Rogers deals another gem but Marlins fall

June 16th, 2021

The last time Marlins left-hander faced the Cardinals, he struggled to find the strike zone. Much has changed since then. He took the mound on Tuesday night at Busch Stadium as the two-time reigning National League Rookie of the Month. His dominant stretch continued, but Miami lost, 2-1, as Yimi García surrendered a walk-off homer to Paul Goldschmidt.

Rogers allowed one run on three hits -- all singles -- across six innings, striking out six and walking one. In his season debut on April 5 against St. Louis, Rogers walked a season-high four batters in the first and went a season-low four frames in a 4-1 St. Louis victory.

"It was in the back of my mind a little bit," said Rogers, who needed just 11 pitches in a perfect first inning this time around. "I know how I performed last time out, and I know I could have done a lot better. So going into the start, really wanted to show them that that wasn't my best stuff and I was going to come after them and attack the strike zone."

The 23-year-old Rogers switched up his game plan, heavily relying on a fastball/changeup combination while managing to work in some backdoor sliders. His changeup was getting under barrels and had late depth. His four-seamer was landing on the other side of the plate.

But Rogers would like to have back one throw -- not pitch -- in the sixth inning. St. Louis didn't get a runner past first base until his pickoff attempt sailed into foul territory, permitting José Rondón to reach third on the play. Rogers proceeded to strike out Dylan Carlson, but he gave up the game-tying, two-strike RBI single to Goldschmidt. With the offense unable to provide more run support, Rogers’ margin for error was slim.

"I thought he was good, and really the pickoff was good," manager Don Mattingly said. "It was on his own. That guy kind of looked like he was looking to go, and obviously Trevor can get long at times. He had the right thought. Probably got a little excited when he saw him actually go, and tried to get it to [Jesús Aguilar] a little quick, but that's basically what I saw."

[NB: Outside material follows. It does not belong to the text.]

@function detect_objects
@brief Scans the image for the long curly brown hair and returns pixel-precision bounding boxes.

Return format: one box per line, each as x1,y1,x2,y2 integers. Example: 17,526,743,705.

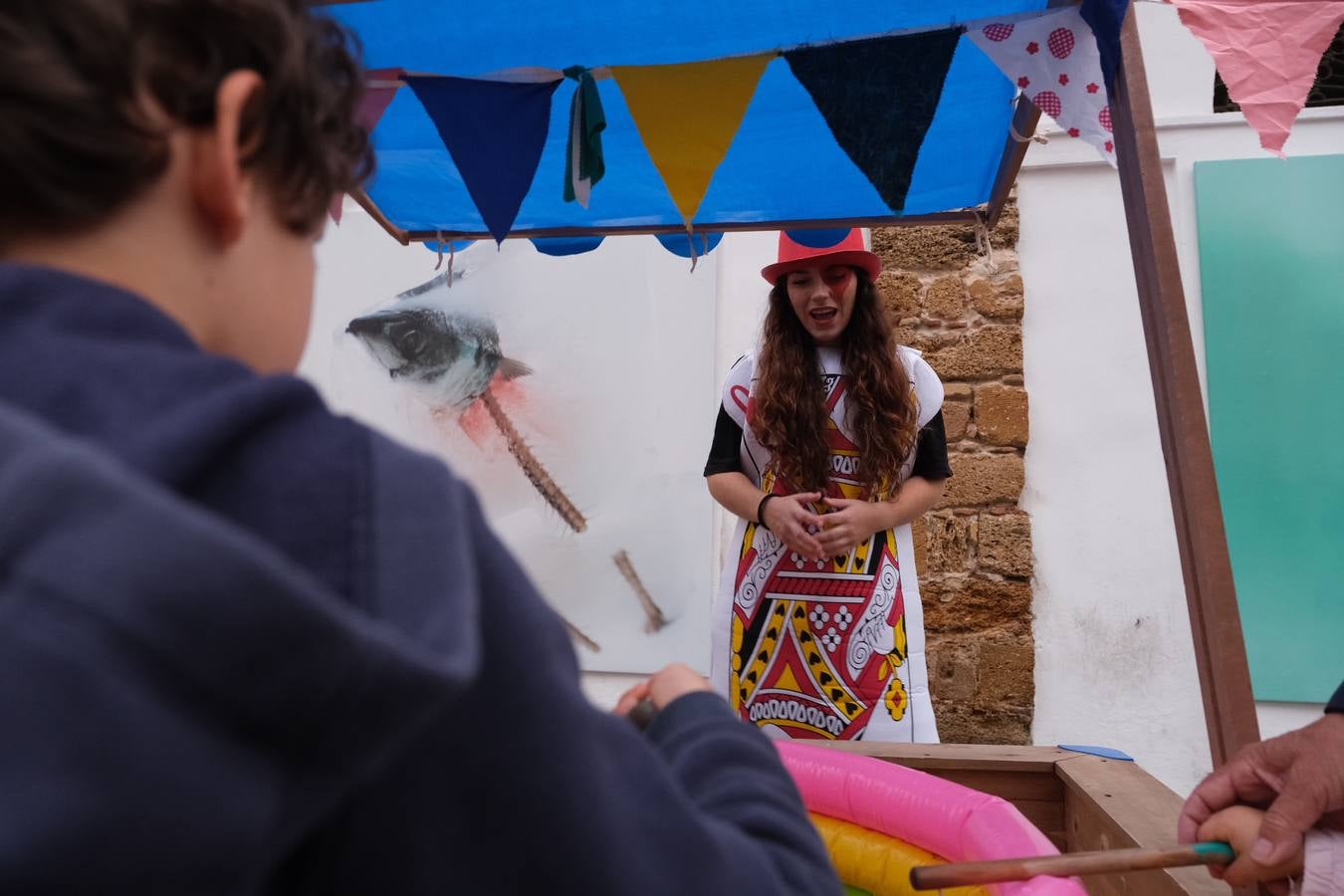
750,269,918,496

Rogers, who had permitted three stolen bases through seven starts in 2020 and five in ‘21 entering Tuesday, said he didn’t rely on pickoff attempts throughout the Minors. Following his callup last season, he started incorporating them more. Rogers continues to work on his sidestep move.

"I knew he was taking off, tie ballgame trying to get in scoring position," Rogers said. "Lifting my leg, I saw he was going, saw Agui kind of creep forward to create a lane so he can throw the guy out. Just yanked it, that's all I can say. It's going to happen, unfortunately. That's baseball. Just got to learn from it, move on. At that point, just try to continue to make pitches and keep my team in the ballgame. I made a good pitch, and he just hit it. You tip your cap and keep going.”

Since Rogers’ season debut, he has compiled a 1.85 ERA over 13 starts. He has given up three or fewer runs in 15 straight starts dating back to last season, the longest streak by a Marlin since the late José Fernández (20 in 2013-14). Rogers is the first pitcher in Marlins history with at least 81 strikeouts and an ERA below 2.00 in his first 12 starts of a season.

Among rookie pitchers, Rogers leads in the following categories:

• Innings (81 2/3)

• Wins (seven)

• ERA (1.98)

• Strikeouts (95)

As a result, Rogers is an early frontrunner for NL Rookie of the Year. With each start, he gains the respect of opposing lineups.

"Rogers threw extremely well," Goldschmidt said. "He's been doing that this whole year. We knew it'd be a tough game, and just wanted to try to go out there and have some good at-bats. He was really hitting his spots. He didn't make many mistakes, and we were just kind of saying, 'Find a way to just get one run or get some guys on base.' We weren't able to do much off them, but that one run was big."